Gitaly Snapshot Verification

GitalySnapshotVerificationDelayed is fired

Section titled “GitalySnapshotVerificationDelayed is fired”

When this alert is fired, it means that no verification pipeline was able to complete successfully. More precisely, the report job wasn’t able to complete or it couldn’t publish the metrics properly.

Check the scheduled pipelines in verification project, see if there are any failures in the first 3 stages:

  • For the restore stage, errors would be mostly GCP-related. Check the service account used for restoring the snapshots, or if there any quotas being hit.
  • For the verify stage, errors could be related to SSH-ing into the machine. Check if the restored machine is reachable by gcloud compute ssh ....
  • For the report stage, errors could be related to SSH-ing into the machine or hitting blackbox endpoint is failing for some reason. Check if the Ops blackbox instance is reachable from the runner.
  • In general, the first 3 stages depend on Vault running successfully to get the required tokens. Check if the correct permissions are in place.

GitalySnapshotVerificationNoRecentChanges is fired

Section titled “GitalySnapshotVerificationNoRecentChanges is fired”

This alert means a verification pipeline found no repository that has a recent commit. Take note of the Gitaly instance and its project name for which this alert was fired.

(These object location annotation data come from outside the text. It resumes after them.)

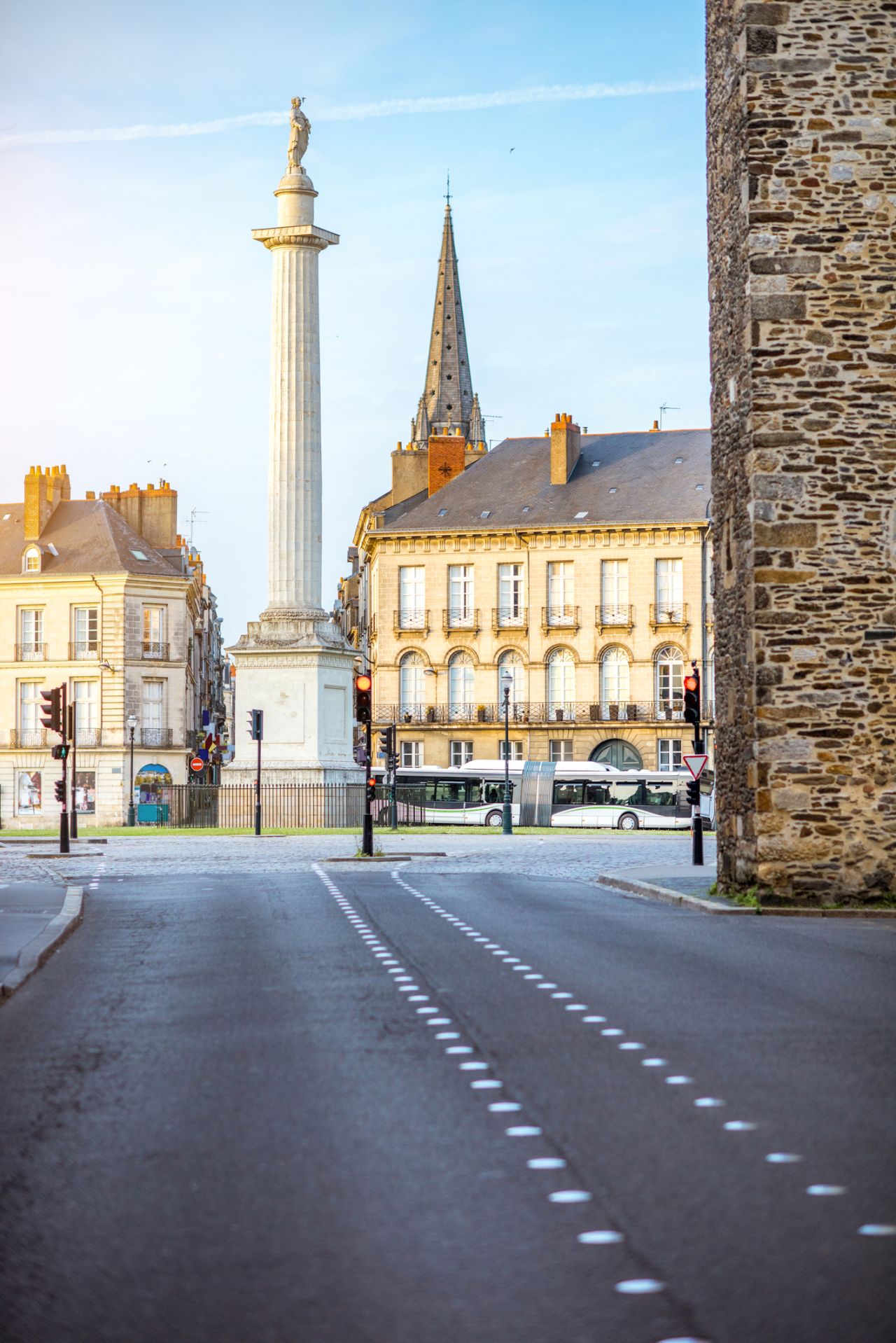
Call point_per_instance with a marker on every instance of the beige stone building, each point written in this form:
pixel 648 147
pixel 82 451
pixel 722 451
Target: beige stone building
pixel 578 564
pixel 102 595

  1. The Gitaly instance could be a low-traffic one that just didn’t receive any new writes in the previous day. Try triggering a new pipeline for it using these instructions.
  2. The Gitaly instance may not have a recent snapshot created. Track the most recent pipeline for this instance and find the name of the snapshot used in the logs of the restore job. See if it’s really recent or a stale snapshot.
    • If it’s a stale one, then there’s a problem with the scheduled snapshotting that needs addressing.
  3. Trigger a new verification pipeline for the Gitaly instance instructions. After the verify is finished, trying SSH-ing into the machine and check if the verification script is running (using ps) and there are lines being printed in /var/tmp/git-report.log.
    • If not, trying running the script (the highlighted lines only) yourself and note any errors.